Delete N Nodes After M Nodes of a Linked List

class Solution {
public:
    ListNode* removeNodes(ListNode* head, int m, int n) {
        ListNode* current = head;
        ListNode* previousMNode = head;
        while (current != nullptr) {
            int keepCount = m, deleteCount = n;
            while (current != nullptr && keepCount != 0) {
                previousMNode = current;
                current = current->next;
                keepCount--;
            }
            while (current != nullptr && deleteCount != 0) {
                current = current->next;
                deleteCount--;
            }
            previousMNode->next = current;
        }
        return head;    
    }
};

This solution implements functionality to modify a linked list by preserving 'm' nodes followed by deleting 'n' nodes repeatedly through the list. The function removeNodes accepts a head pointer to the linked list, and two integers, m and n, indicating the numbers of nodes to keep and delete respectively.

Here’s a breakdown of the implementation:

• Initialize current to point to the head of the list, which helps traverse the list. previousMNode is also pointed to the head to assist in linking nodes after deletions.
• Use a while loop that continues until current reaches the end of the list (nullptr).
• Inside the primary loop, two nested while loops manage the skipping and deletion of nodes:
  • The first while loop iterates over 'm' nodes (or until the end of the list), moving current and setting previousMNode to current after each iteration.
  • The second while loop skips 'n' nodes following the m nodes that are kept. current is moved forward 'n' places.
• After the iterations, link previousMNode->next to current to effectively skip(delete) the 'n' nodes.
• Finally, the function returns the head of the modified linked list.
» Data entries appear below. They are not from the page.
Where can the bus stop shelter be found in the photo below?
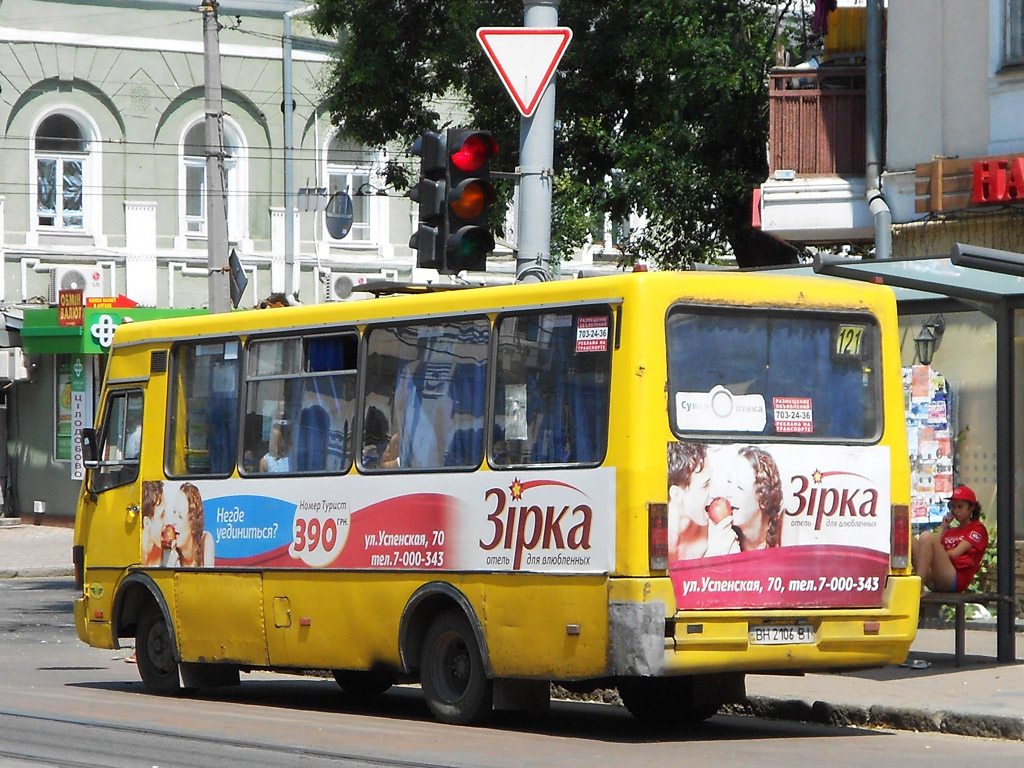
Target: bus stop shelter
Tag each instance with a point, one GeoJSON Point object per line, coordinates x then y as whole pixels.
{"type": "Point", "coordinates": [977, 279]}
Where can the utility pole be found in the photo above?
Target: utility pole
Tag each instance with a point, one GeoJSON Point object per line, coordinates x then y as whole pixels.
{"type": "Point", "coordinates": [537, 138]}
{"type": "Point", "coordinates": [216, 198]}
{"type": "Point", "coordinates": [288, 109]}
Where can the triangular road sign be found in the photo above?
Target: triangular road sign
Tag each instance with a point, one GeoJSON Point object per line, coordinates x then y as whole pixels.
{"type": "Point", "coordinates": [525, 58]}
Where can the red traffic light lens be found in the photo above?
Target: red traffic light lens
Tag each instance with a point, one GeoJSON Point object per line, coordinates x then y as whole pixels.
{"type": "Point", "coordinates": [475, 151]}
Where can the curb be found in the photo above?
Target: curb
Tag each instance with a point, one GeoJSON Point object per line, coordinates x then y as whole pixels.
{"type": "Point", "coordinates": [37, 571]}
{"type": "Point", "coordinates": [936, 721]}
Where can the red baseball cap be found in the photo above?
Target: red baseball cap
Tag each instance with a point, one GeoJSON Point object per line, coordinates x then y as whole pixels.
{"type": "Point", "coordinates": [963, 493]}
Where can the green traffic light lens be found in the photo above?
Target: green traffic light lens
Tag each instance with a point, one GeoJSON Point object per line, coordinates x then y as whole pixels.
{"type": "Point", "coordinates": [476, 243]}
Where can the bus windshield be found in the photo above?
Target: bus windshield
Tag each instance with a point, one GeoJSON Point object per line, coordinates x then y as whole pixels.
{"type": "Point", "coordinates": [786, 375]}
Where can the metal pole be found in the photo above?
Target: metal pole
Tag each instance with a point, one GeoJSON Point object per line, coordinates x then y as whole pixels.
{"type": "Point", "coordinates": [1005, 463]}
{"type": "Point", "coordinates": [536, 166]}
{"type": "Point", "coordinates": [288, 108]}
{"type": "Point", "coordinates": [216, 198]}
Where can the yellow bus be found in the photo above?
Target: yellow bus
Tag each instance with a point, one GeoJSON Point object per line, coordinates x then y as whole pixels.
{"type": "Point", "coordinates": [657, 481]}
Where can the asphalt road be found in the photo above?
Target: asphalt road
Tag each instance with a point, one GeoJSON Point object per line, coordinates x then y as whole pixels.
{"type": "Point", "coordinates": [62, 704]}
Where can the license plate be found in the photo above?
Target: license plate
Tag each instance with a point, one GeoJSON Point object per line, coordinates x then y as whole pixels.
{"type": "Point", "coordinates": [781, 634]}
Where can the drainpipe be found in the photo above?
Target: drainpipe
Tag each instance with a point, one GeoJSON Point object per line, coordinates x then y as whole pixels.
{"type": "Point", "coordinates": [881, 215]}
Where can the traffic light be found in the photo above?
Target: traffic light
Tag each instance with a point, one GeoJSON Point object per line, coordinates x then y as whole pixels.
{"type": "Point", "coordinates": [470, 197]}
{"type": "Point", "coordinates": [429, 239]}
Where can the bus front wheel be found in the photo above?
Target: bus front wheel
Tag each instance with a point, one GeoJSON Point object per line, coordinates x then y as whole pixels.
{"type": "Point", "coordinates": [452, 673]}
{"type": "Point", "coordinates": [155, 652]}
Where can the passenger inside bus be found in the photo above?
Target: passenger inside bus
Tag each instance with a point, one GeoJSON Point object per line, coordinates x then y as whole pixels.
{"type": "Point", "coordinates": [275, 460]}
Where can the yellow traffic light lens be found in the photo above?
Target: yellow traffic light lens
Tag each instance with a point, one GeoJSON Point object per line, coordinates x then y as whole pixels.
{"type": "Point", "coordinates": [470, 204]}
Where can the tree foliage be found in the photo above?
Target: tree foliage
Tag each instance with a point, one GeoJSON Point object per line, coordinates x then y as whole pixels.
{"type": "Point", "coordinates": [660, 108]}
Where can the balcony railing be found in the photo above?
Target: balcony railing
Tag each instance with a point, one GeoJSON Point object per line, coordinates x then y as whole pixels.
{"type": "Point", "coordinates": [817, 121]}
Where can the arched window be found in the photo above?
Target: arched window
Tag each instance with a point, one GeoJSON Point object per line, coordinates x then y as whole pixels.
{"type": "Point", "coordinates": [348, 169]}
{"type": "Point", "coordinates": [195, 185]}
{"type": "Point", "coordinates": [61, 150]}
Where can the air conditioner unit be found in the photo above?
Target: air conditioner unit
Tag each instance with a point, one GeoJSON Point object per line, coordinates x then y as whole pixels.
{"type": "Point", "coordinates": [88, 278]}
{"type": "Point", "coordinates": [340, 286]}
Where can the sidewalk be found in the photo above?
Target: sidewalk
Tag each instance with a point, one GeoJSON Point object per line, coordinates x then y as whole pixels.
{"type": "Point", "coordinates": [981, 698]}
{"type": "Point", "coordinates": [33, 551]}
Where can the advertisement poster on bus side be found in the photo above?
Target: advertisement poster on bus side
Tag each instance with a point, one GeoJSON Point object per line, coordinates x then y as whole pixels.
{"type": "Point", "coordinates": [778, 525]}
{"type": "Point", "coordinates": [550, 522]}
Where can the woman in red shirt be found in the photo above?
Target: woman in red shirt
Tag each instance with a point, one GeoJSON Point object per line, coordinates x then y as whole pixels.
{"type": "Point", "coordinates": [947, 558]}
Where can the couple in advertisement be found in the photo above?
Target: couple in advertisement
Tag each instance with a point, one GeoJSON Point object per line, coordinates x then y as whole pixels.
{"type": "Point", "coordinates": [722, 501]}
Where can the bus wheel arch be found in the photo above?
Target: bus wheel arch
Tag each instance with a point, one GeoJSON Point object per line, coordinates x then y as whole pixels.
{"type": "Point", "coordinates": [141, 610]}
{"type": "Point", "coordinates": [456, 684]}
{"type": "Point", "coordinates": [135, 594]}
{"type": "Point", "coordinates": [423, 607]}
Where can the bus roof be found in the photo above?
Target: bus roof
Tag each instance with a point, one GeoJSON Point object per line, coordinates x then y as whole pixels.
{"type": "Point", "coordinates": [658, 289]}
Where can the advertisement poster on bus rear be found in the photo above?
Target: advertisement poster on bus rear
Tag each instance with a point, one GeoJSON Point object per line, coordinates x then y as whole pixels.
{"type": "Point", "coordinates": [777, 525]}
{"type": "Point", "coordinates": [549, 521]}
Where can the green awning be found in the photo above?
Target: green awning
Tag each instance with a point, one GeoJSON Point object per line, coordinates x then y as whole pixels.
{"type": "Point", "coordinates": [41, 333]}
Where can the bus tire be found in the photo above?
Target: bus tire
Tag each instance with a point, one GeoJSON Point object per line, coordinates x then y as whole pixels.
{"type": "Point", "coordinates": [665, 701]}
{"type": "Point", "coordinates": [455, 683]}
{"type": "Point", "coordinates": [155, 652]}
{"type": "Point", "coordinates": [359, 684]}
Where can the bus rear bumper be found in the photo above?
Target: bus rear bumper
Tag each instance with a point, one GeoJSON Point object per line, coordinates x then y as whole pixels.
{"type": "Point", "coordinates": [841, 639]}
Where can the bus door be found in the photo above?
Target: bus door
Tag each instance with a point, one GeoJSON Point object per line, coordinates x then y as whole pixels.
{"type": "Point", "coordinates": [115, 519]}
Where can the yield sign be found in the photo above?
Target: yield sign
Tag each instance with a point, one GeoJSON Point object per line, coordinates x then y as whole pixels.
{"type": "Point", "coordinates": [525, 58]}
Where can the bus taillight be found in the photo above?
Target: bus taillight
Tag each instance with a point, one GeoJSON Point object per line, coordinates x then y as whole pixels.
{"type": "Point", "coordinates": [900, 551]}
{"type": "Point", "coordinates": [78, 560]}
{"type": "Point", "coordinates": [657, 536]}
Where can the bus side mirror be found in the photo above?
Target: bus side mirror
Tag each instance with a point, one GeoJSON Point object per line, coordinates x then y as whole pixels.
{"type": "Point", "coordinates": [90, 449]}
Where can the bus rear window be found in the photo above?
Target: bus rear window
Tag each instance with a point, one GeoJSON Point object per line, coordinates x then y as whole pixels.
{"type": "Point", "coordinates": [785, 375]}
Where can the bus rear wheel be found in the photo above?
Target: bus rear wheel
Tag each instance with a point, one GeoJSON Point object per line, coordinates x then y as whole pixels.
{"type": "Point", "coordinates": [452, 673]}
{"type": "Point", "coordinates": [666, 701]}
{"type": "Point", "coordinates": [155, 652]}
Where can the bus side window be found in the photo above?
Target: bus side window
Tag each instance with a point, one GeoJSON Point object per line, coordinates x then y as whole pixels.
{"type": "Point", "coordinates": [425, 394]}
{"type": "Point", "coordinates": [203, 410]}
{"type": "Point", "coordinates": [551, 396]}
{"type": "Point", "coordinates": [120, 444]}
{"type": "Point", "coordinates": [300, 403]}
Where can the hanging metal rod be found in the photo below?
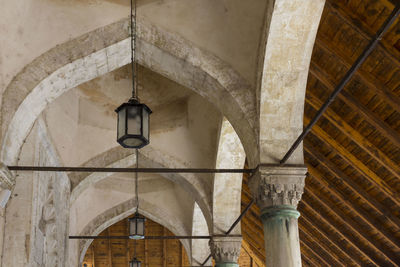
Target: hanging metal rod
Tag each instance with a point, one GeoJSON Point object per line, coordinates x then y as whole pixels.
{"type": "Point", "coordinates": [367, 51]}
{"type": "Point", "coordinates": [151, 237]}
{"type": "Point", "coordinates": [138, 170]}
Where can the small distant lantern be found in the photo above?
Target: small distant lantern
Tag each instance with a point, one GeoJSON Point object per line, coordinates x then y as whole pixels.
{"type": "Point", "coordinates": [133, 124]}
{"type": "Point", "coordinates": [135, 263]}
{"type": "Point", "coordinates": [136, 227]}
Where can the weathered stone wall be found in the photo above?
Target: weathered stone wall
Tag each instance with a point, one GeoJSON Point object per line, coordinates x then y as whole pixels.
{"type": "Point", "coordinates": [50, 208]}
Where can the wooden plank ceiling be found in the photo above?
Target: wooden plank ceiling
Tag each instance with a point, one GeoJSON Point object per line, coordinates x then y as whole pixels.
{"type": "Point", "coordinates": [350, 211]}
{"type": "Point", "coordinates": [351, 205]}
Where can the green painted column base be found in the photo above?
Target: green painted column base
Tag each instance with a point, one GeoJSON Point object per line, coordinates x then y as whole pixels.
{"type": "Point", "coordinates": [227, 264]}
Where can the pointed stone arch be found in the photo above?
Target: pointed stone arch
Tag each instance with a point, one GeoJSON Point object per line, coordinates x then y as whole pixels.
{"type": "Point", "coordinates": [107, 49]}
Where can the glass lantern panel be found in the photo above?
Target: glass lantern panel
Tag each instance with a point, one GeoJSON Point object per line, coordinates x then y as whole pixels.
{"type": "Point", "coordinates": [140, 227]}
{"type": "Point", "coordinates": [132, 227]}
{"type": "Point", "coordinates": [134, 120]}
{"type": "Point", "coordinates": [135, 263]}
{"type": "Point", "coordinates": [146, 124]}
{"type": "Point", "coordinates": [133, 142]}
{"type": "Point", "coordinates": [121, 123]}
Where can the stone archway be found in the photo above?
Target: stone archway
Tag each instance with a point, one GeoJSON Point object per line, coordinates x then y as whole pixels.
{"type": "Point", "coordinates": [188, 182]}
{"type": "Point", "coordinates": [106, 49]}
{"type": "Point", "coordinates": [119, 212]}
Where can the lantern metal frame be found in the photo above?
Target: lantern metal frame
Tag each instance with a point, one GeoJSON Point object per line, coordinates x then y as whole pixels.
{"type": "Point", "coordinates": [141, 108]}
{"type": "Point", "coordinates": [133, 233]}
{"type": "Point", "coordinates": [141, 139]}
{"type": "Point", "coordinates": [135, 263]}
This method changes the linked list in-place with a time complexity of O(m+n) per repetitive sequence until the end and uses O(1) additional space since it modifies the list by rearranging pointers.

class Solution {
    public ListNode removeNAfterM(ListNode start, int m, int n) {
        ListNode current = start;
        ListNode lastPreserved = start;
        while (current != null) {
            int mCounter = m, nCounter = n;
            // Skip m nodes
            while (current != null && mCounter != 0) {
                lastPreserved = current;
                current = current.next;
                mCounter--;
            }
            // Skip n nodes
            while (current != null && nCounter != 0) {
                current = current.next;
                nCounter--;
            }
            // Connect m-th node to the node after n skipped nodes
            lastPreserved.next = current;
        }
        return start;
    }
}

The given Java code defines a method that modifies a linked list by skipping n nodes after every m nodes. This adjustment is achieved through the following sequence:

1. Initiate current to point to the start of the linked list to traverse through the nodes.
2. Maintain a reference lastPreserved that will help link the nodes that are being kept in the list.
3. Use a while loop to iterate through the linked list until current becomes null, meaning the end of the list has been reached.
4. Employ an inner while loop to bypass m nodes. It decrements the mCounter each time until it reaches zero, effectively moving current forward by m nodes while adjusting lastPreserved to the final node in this segment.
5. Utilize another inner while loop for skipping a consecutive sequence of n nodes. It decrements the nCounter each iteration, moving current forward to bypass the nodes meant for deletion.
6. Link the lastPreserved node to the node immediately following the n nodes that were skipped by updating lastPreserved.next to current.

After completing the iterations, the function returns the modified start node of the linked list, effectively reflecting the newly reordered liste without the removed nodes. This method accomplishes node adjustments in a single pass, making it efficient in terms of time and space complexity.